A partir de hoje, aos Domingos volto a armar-me em detective musical, de lupa no ouvido, para dar-lhe conta de plágios, batotas, "inspirações" e estranhas coincidências musicais. E começo com uma descoberta recente, um tanto decepcionante por envolver dois músicos de quem gosto muito e respeito: Eric Clapton e Mark Knopfler. Mais do que decepcionante, foi uma descoberta que me deixou boquiaberta. É que não acredito que tenha sido eu a única pessoa no mundo a ver o gato escondido, tão de fora deixou ele o rabo, mas a verdade é que não encontrei nada sobre o assunto nas pesquisas que fiz. Enfim, pensando bem, também eu já ouvi estas duas melodias tantas e tantas vezes e só agora se fez luz...

 

Em 1986, Eric Clapton apresentava pela primeira vez no Festival de Jazz de Montreux a canção Holy Mother, que viria a incluir nesse mesmo ano no álbum August, um estrondoso êxito de vendas cuja produção esteve a cargo de Tom Dowd e Phil Collins. Este último participou também como vocalista e percussionista, a sua maior especialidade. No booklet do álbum, os créditos da canção estão bem explícitos: Stephen Bishop/Clapton. É um tema tocante, uma prece sofrida de alguém que se sente perdido e pede a protecção divina. Tendo em conta a própria história de vida de Eric Clapton, a letra da canção impressiona e comove ainda mais. Como quase todas as canções de August, Holy Mother foi um sucesso e ficou na discografia de Eric Clapton como um tema-chave repetido em inúmeros concertos, inclusive com Luciano Pavarotti nos celebérrimos "Pavarotti and Friends". Aqui, ao vivo em Londres, 1996:

 

 

Em 1987, Mark Knopfler foi convidado a compor uma banda sonora original para o filme The Princess Bride, um conto de fadas romântico/cómico com argumento de William Goldman. Segundo o realizador do filme, Rob Reiner, entregou a tarefa a Mark Knopfler porque só ele seria capaz de entender profundamente o espírito da história e criar uma banda sonora que lhe fizesse inteira justiça. E tinha razão, porque o filme foi um sucesso e ficou a devê-lo, em boa parte, ao fundo musical. De tal forma que o tema principal, Storybook Love, esteve nomeado nesse ano para o óscar da Academia na categoria de "melhor canção original". No filme, a canção é interpretada por Willy DeVille, que aparece creditado como co-autor, juntamente com Knopfler. Pode ouvi-la aqui em baixo (em versão instrumental), a partir do 1.05'. Vai perceber, espero, porque fiquei tão espantada ao ouvi-la um destes dias como se fosse a primeira vez. Quando reconheci nela a bela melodia de Holy Mother, que Eric Clapton compôs apenas um ano antes da ultra-mediática banda sonora do seu amigo Mark Knopfler. Porque será ele que nunca se queixou da colagem flagrante, impossível de ter escapado ao apuradíssimo ouvido de músico? Por outro lado, será que Mark Knopfler alguma vez se apercebeu do que tinha feito? Se a resposta for "não", o plágio foi involuntário. Mas custa muito a crer... e não deixa de sê-lo.

 

Entende agora porque me perturbou a descoberta? Pois bem, como golpe de misericórdia deixo-lhe outra ainda, que agrava a pena de Mark Knopfler ao acrescentar um segundo plágio à mesmíssima banda sonora.
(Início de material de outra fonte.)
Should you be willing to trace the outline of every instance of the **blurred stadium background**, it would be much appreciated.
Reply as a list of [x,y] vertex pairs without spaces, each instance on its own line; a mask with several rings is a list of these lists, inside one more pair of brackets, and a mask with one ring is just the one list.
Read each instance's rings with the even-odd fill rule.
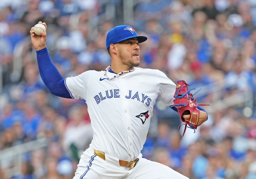
[[186,80],[211,105],[182,138],[158,101],[144,156],[191,179],[256,178],[256,1],[1,0],[0,179],[72,178],[92,139],[84,100],[54,96],[41,79],[29,34],[39,21],[64,77],[109,65],[116,25],[147,36],[140,66]]

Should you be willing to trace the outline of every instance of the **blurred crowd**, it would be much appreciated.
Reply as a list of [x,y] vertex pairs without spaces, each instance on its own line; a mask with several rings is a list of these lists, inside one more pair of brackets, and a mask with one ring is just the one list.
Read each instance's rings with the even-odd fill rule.
[[[72,178],[92,138],[84,100],[55,97],[43,83],[30,28],[46,23],[47,47],[64,78],[104,70],[111,61],[106,34],[124,23],[123,2],[0,1],[0,152],[42,137],[49,141],[22,155],[11,177],[6,169],[13,164],[0,156],[0,179]],[[191,179],[256,178],[256,1],[133,2],[128,25],[148,37],[140,44],[140,67],[159,69],[174,82],[185,80],[191,89],[208,85],[211,92],[224,82],[223,97],[252,95],[250,115],[241,112],[244,105],[213,110],[195,133],[188,129],[183,138],[177,114],[157,103],[143,156]],[[110,5],[114,15],[108,18]],[[214,102],[210,93],[198,96],[200,103]]]

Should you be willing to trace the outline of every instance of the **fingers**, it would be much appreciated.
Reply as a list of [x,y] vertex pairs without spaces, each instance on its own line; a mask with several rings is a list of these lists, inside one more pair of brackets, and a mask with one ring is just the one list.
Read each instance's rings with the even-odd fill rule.
[[31,36],[34,36],[35,35],[34,27],[31,27],[31,28],[30,29],[30,31],[29,31],[29,32],[30,32],[30,35]]
[[182,116],[182,117],[184,118],[184,120],[187,122],[189,121],[190,117],[190,114],[184,115]]
[[47,26],[46,25],[46,23],[45,22],[42,22],[42,21],[39,21],[39,22],[38,22],[38,23],[42,24],[44,26],[44,27],[45,27],[45,29],[47,28]]

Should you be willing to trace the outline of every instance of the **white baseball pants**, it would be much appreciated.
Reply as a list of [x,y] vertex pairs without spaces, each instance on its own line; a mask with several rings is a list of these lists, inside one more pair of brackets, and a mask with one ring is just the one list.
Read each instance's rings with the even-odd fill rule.
[[120,167],[118,159],[105,155],[104,160],[90,147],[81,156],[73,179],[188,179],[171,168],[142,157],[131,168]]

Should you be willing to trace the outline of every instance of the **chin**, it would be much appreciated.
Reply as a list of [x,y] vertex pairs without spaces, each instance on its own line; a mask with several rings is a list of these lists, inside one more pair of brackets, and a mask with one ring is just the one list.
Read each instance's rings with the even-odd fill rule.
[[136,62],[133,63],[132,63],[132,66],[138,66],[140,65],[140,61],[138,61]]

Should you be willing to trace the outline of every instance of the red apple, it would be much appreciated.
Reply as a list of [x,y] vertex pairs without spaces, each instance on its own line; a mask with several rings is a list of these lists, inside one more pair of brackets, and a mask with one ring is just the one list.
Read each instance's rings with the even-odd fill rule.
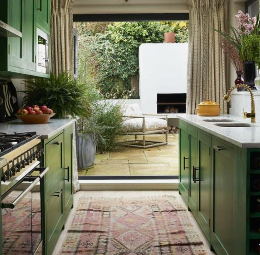
[[30,115],[35,115],[36,113],[33,110],[31,110],[28,112],[28,114]]
[[20,111],[20,114],[22,115],[27,115],[28,114],[28,111],[26,109],[22,109]]
[[32,109],[35,112],[38,112],[40,110],[40,108],[38,107],[34,107]]
[[36,107],[37,108],[39,108],[39,109],[40,107],[39,106],[37,106],[37,105],[33,105],[32,106],[32,108],[33,109],[35,107]]
[[26,107],[25,107],[24,109],[25,109],[28,112],[29,112],[29,111],[31,111],[32,109],[32,108],[29,106],[26,106]]
[[45,109],[43,110],[43,113],[45,114],[51,114],[51,112],[52,110],[50,109],[49,108],[47,108],[47,109]]
[[40,107],[40,110],[41,111],[43,111],[44,110],[47,109],[48,107],[46,106],[42,106]]
[[43,112],[42,111],[41,111],[40,110],[39,110],[39,111],[37,111],[36,113],[36,114],[43,114]]

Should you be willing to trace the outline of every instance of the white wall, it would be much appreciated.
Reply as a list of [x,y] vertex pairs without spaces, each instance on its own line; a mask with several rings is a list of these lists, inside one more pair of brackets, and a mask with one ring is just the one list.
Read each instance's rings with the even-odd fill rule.
[[157,93],[186,93],[187,43],[147,43],[139,48],[139,93],[143,112],[157,113]]

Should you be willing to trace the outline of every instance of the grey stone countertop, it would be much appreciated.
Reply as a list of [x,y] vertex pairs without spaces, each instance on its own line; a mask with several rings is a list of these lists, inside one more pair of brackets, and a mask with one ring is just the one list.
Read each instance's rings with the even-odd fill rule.
[[12,134],[36,132],[42,139],[49,139],[76,121],[74,119],[50,119],[46,124],[25,124],[20,119],[0,123],[0,132]]
[[[239,147],[260,148],[260,122],[251,123],[250,118],[245,119],[242,117],[229,114],[221,115],[217,117],[202,117],[197,115],[184,114],[178,115],[177,117],[180,119]],[[234,121],[229,122],[217,122],[218,120],[223,119],[231,119]],[[214,122],[204,121],[205,119],[214,119]],[[249,124],[251,126],[223,127],[214,125],[220,123],[231,124],[241,122]]]

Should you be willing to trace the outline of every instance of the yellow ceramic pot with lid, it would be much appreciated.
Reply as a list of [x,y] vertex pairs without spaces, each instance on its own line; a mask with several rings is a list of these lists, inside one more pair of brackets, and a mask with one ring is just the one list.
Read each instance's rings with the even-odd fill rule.
[[220,108],[217,102],[207,99],[199,104],[196,112],[200,116],[218,116],[220,113]]

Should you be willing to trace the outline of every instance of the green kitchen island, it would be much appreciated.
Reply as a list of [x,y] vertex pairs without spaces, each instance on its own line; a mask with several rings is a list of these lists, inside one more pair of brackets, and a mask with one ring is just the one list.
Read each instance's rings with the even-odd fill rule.
[[217,255],[260,245],[260,123],[180,115],[179,192]]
Ouça com atenção o início do video. Logo nos primeiros acordes de Once Upon a Time, não reconhece outra música, bem mais antiga? Ouça outra vez. A mim não escapou a semelhança, talvez porque Peer Gynt é uma das minhas peças musicais favoritas. Neste caso, só Edvard Grieg poderia ter-se queixado, mas já cá não estava para fazê-lo. Ouça aqui em baixo a maravilha que é Morning (Suite no 1, Op. 46: no 1, Prelude) e diga lá se não tenho razão.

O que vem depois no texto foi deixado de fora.